Ein Traum der Welt: Rächerin der Witwen
Annette Hug ruft nach Michelle Yeoh
Im Juni 2021 schrieb ich hier von schönen alten Damen, die sich in Spielfilmen als unschlagbare Kämpferinnen entpuppen. Michelle Yeoh hat solche Damen dargestellt und sollte als solche in die Realität springen, um eine Welle von rassistischen Attacken gegen asiatische Seniorinnen zu stoppen. Inzwischen hat sie an symbolischem Gewicht zugelegt. Von Kung-Fu- und Superheldenfilmen hat sie auf die höchste Bühne gewechselt: Dieses Jahr brachte ihr einen Oscar für die Hauptrolle in «Everything Everywhere All at Once» (Alles überall gleichzeitig).
Höchste Zeit, Michelle Yeoh auf die Autor:innen der nächsten AHV-Revision loszulassen. Die machen aus einer Umgestaltung der Witwen- und Witwerrente eine Sparübung. Dabei berufen sie sich auf «gesellschaftliche Realitäten». Frauen seien heute genauso erwerbstätig wie Männer, also könne man 880 Millionen Franken einsparen. Wer Jahrgang 1960 oder höher hat, ist davon betroffen.

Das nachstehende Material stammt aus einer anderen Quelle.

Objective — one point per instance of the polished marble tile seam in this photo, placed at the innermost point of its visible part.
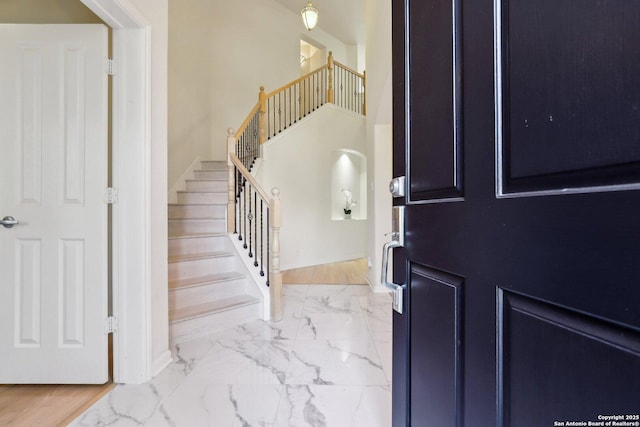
(327, 363)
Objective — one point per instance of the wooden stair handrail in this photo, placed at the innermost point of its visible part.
(295, 82)
(247, 175)
(351, 70)
(246, 122)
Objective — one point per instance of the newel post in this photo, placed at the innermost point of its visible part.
(364, 93)
(231, 203)
(330, 76)
(275, 281)
(262, 99)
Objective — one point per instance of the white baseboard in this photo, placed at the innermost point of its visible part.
(160, 363)
(179, 185)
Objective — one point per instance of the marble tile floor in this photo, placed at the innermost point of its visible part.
(326, 364)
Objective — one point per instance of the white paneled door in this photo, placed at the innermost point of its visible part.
(53, 178)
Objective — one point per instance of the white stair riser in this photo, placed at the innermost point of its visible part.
(195, 245)
(211, 174)
(178, 227)
(207, 185)
(200, 267)
(215, 322)
(202, 198)
(180, 298)
(197, 211)
(213, 165)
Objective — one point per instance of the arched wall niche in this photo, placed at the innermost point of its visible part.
(348, 174)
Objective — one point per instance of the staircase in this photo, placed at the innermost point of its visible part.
(209, 286)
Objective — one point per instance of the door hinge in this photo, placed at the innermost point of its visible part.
(110, 325)
(110, 67)
(111, 195)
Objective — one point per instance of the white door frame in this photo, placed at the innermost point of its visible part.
(131, 219)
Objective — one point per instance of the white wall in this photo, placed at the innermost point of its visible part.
(156, 13)
(221, 52)
(379, 130)
(300, 163)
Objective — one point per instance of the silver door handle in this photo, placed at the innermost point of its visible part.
(8, 222)
(396, 290)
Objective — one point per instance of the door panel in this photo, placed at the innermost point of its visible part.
(435, 163)
(534, 255)
(569, 111)
(436, 323)
(53, 175)
(561, 346)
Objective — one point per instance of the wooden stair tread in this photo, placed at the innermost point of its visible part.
(218, 306)
(202, 191)
(204, 280)
(195, 204)
(208, 218)
(196, 235)
(200, 255)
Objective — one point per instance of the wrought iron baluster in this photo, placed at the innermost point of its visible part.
(255, 228)
(250, 219)
(268, 245)
(244, 213)
(261, 237)
(235, 197)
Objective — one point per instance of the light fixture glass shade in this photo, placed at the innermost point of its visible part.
(309, 16)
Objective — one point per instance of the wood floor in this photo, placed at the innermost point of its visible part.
(352, 272)
(58, 405)
(46, 405)
(50, 405)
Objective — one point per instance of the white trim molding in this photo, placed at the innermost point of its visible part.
(131, 217)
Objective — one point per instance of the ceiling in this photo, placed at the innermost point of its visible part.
(343, 19)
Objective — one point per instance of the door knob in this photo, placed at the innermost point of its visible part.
(8, 222)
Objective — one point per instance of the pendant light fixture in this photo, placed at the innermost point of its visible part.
(309, 16)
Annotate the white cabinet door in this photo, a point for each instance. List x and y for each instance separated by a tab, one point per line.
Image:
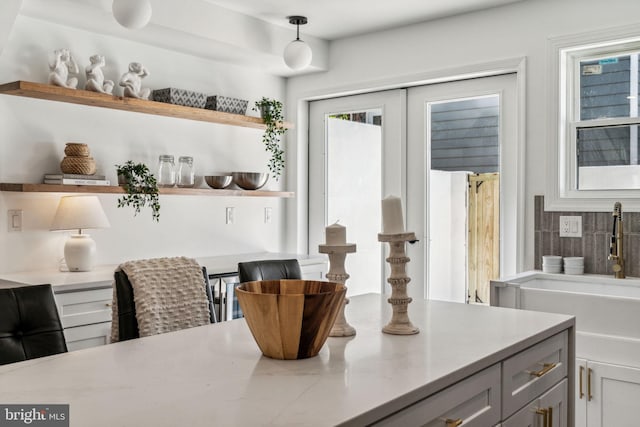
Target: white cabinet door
615	396
87	336
473	402
582	397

Dass Frauen mit der Zeit gehen müssten, hörte ich schon 2010 bei der Sanierung einer kantonalen Pensionskasse. Es war eine Männerrunde, die mir damals gegenübersass. Auch die anderen Personalvertreter fanden, ältere Frauen, die ökonomisch immer noch von ihren Männern abhängig seien, müssten nicht besonders unterstützt werden, die seien eigentlich selber schuld. Das sagten so ältere Herren im Anzug, die nicht aussahen, als hätten sie sich je für die gerechte Aufteilung von Familienarbeit eingesetzt. Ihre Gesichter schalten sich jetzt immer ein, wenn ich «Witwenrente» lese. Sie zwingen zum Zeitsprung.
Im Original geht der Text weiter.